Retail currently sells the same games with a box and manual and dvd for more than 50% less than Steam, including delivery and transport costs.

DD is purely a way for publishers to price fix their games and the entire Industry will suffer for it in the end, less people will be willing to buy games at RRP, publishers are too damn slow when it comes to dropping prices compared to Retail.

DD is seen as a saviour of the Video Game Business, but it could very well be its Opposite.

For example take Street Fighter 4 PC, on Steam its £29.99, on Play.com its £17.99. almost half price and thats a game that came out very recently.

Plus you could argue that the Publisher gets a higher percentage of the money with DD, so they should be charging less than Retail, they don't have to pay for transport or logistics in moving tens of thousands of boxes and yet they charge far more than retail. Ask yourself why.
 
Arguing whether or not a used market should exist is like arguing if free online should be legal.

This isn't like some new thing that has come about and there needs to be a law to stop this, this is something that our economy is based on.
 

Tiktaalik

Member
I think the current status of the iPhone App store is proving that the theory that digital download would screw the consumer is completely incorrect. On the iPhone store there is an absolutely huge downward pressure on prices and everything is extremely cheap. Of course, the cause of this pressure is much do to the openness of the platform and the design of the store. In contrast with the DSi store, where everything is tightly regulated and releases are doled out in an extremely slow fashion, no downward price pressure has developed. In some future where DD is quite prevalent though I see no reason why the prices on one store couldn't exert price pressure on products from another store. I think we'd see cheaper product everywhere.

The only reasonable argument I have heard in favour of Gamestop's trade in practices is that it allows consumers with less money to access the games market. If there were no trade ins and less people could buy expensive $59.99 games wouldn't the market simply shift to provide the options for cheaper product? Isn't this already happening with the massive surge in popularity of the Nintendo DS with it's cheaper system and cheaper games? I am actually turning around to the idea that with DD, prices would drop severely from the current $59.99 status quo and that so many cheap games these consumers with less available funds would have even greater access to the games market than they do now with Gamestop's trade in market.
 

Briarios

Member
If Jaffe is pissed off now, wait until more libraries start checking out games for free.

Developers forget how much of the new game market is driven by the income people make from used games. Used car market doesn't work? How about used books? Used DVDs? Think trading in used doesn't matter to people buying new?

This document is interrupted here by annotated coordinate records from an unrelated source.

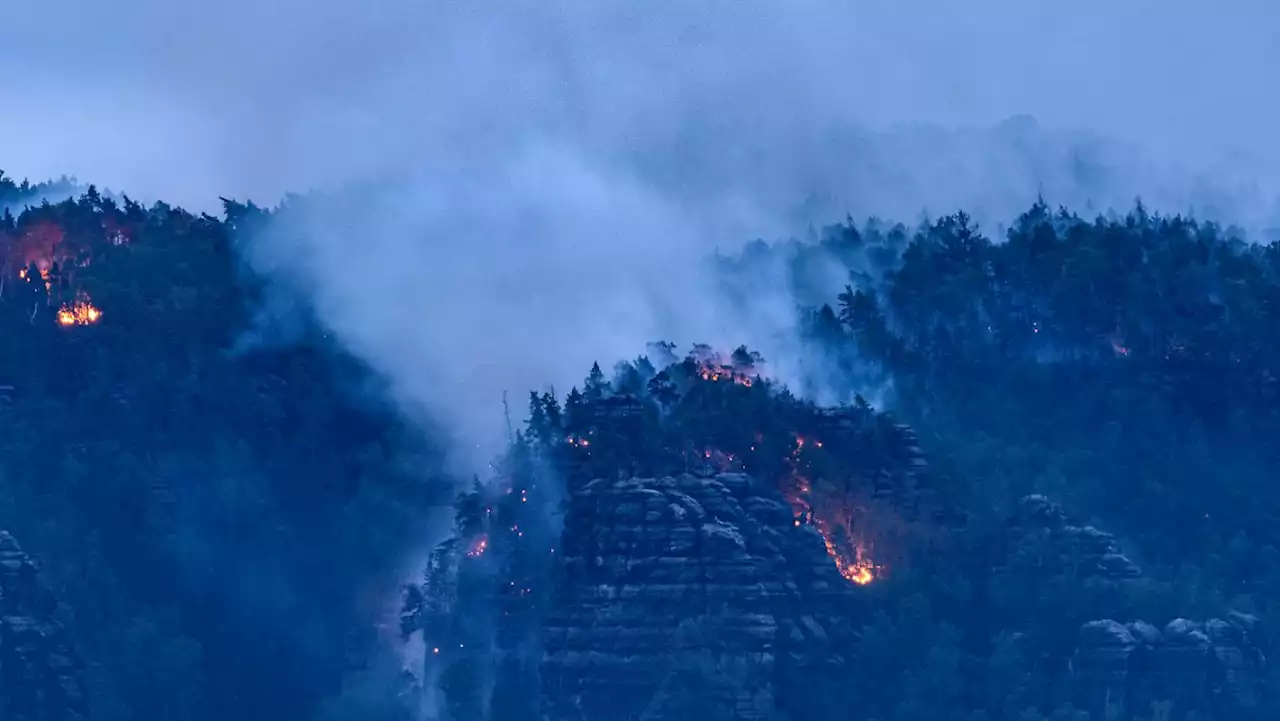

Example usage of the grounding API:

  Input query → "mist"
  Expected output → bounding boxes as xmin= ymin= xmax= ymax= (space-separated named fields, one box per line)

xmin=0 ymin=0 xmax=1280 ymax=467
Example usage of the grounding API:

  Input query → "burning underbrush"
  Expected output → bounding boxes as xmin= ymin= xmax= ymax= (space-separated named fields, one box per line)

xmin=781 ymin=437 xmax=884 ymax=585
xmin=0 ymin=220 xmax=106 ymax=328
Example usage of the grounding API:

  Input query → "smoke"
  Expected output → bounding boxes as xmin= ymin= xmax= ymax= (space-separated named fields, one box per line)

xmin=0 ymin=0 xmax=1280 ymax=466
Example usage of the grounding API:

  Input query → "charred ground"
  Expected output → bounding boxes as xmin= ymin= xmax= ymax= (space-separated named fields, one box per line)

xmin=0 ymin=170 xmax=1280 ymax=721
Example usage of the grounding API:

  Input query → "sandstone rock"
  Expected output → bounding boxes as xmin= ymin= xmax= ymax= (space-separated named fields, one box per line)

xmin=1006 ymin=494 xmax=1142 ymax=581
xmin=541 ymin=474 xmax=856 ymax=721
xmin=0 ymin=531 xmax=87 ymax=721
xmin=1071 ymin=613 xmax=1266 ymax=718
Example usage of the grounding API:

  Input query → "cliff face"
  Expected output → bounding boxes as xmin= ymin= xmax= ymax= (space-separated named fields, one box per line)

xmin=1071 ymin=613 xmax=1266 ymax=718
xmin=0 ymin=531 xmax=87 ymax=721
xmin=541 ymin=474 xmax=858 ymax=721
xmin=1006 ymin=496 xmax=1267 ymax=718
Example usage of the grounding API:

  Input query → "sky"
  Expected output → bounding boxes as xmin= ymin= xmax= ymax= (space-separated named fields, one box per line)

xmin=0 ymin=0 xmax=1280 ymax=465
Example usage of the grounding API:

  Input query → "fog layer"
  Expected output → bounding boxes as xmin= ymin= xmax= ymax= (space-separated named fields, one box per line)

xmin=0 ymin=0 xmax=1280 ymax=461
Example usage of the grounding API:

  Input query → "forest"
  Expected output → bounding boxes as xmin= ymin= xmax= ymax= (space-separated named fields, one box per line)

xmin=0 ymin=166 xmax=1280 ymax=721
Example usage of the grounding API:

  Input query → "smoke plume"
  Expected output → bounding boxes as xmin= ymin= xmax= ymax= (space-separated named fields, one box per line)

xmin=0 ymin=0 xmax=1280 ymax=465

Please ... that's ludicrous.
 

itsgreen

Member
It is simple

If devs want X amount of dollars on every used game sold how would X be divided.

Would (a percentage of) X go to the team that build the game? Because that kind of screws up everybody pro Jaffe's point. There won't be any benefit for us at the end. No new games, no better games. Just better bigger houses and cars for the top devs.

Now would X go to new development? Maybe but would that help? Are they now going to green light projects that wouldn't other wise make it? Most likely no. They look at it from a business perspective 'is this game going to make it's money back?'

Will games be better if they used X? No they won't make bigger teams if it is not needed. The game is on a budget. There is 10 million in budget for the game, that budget won't grow if more money comes in from somewhere else. It doesn't make sense to make a 100hr Halo 8 single player campaign from a business point of view.

Now. The biggest in this whole story is how big should X be. If it is too big, game stop won't make a profit. If gamestop wants to have the same profit they should buy cheaper, if gamestop buys cheaper less games get turned in.

So if X is 10$, not many people will sell their game for 35$ if they paid 60$ yesterday.

If X is 5$ any effect of X would have on the financial gains of the team, greenlighting new games or making greenlit games better, will be insignificant.

So if developers will get for instance 10$ off every used game sold. There won't be a used game section in stores. So they win and we can't get cheap games at a store.
 

StuBurns

Banned
Xavien said:
Haha yeah really, take a look at the UK steam store, check out some of the retail games on there, notice something? they are all still at their RRP to buy.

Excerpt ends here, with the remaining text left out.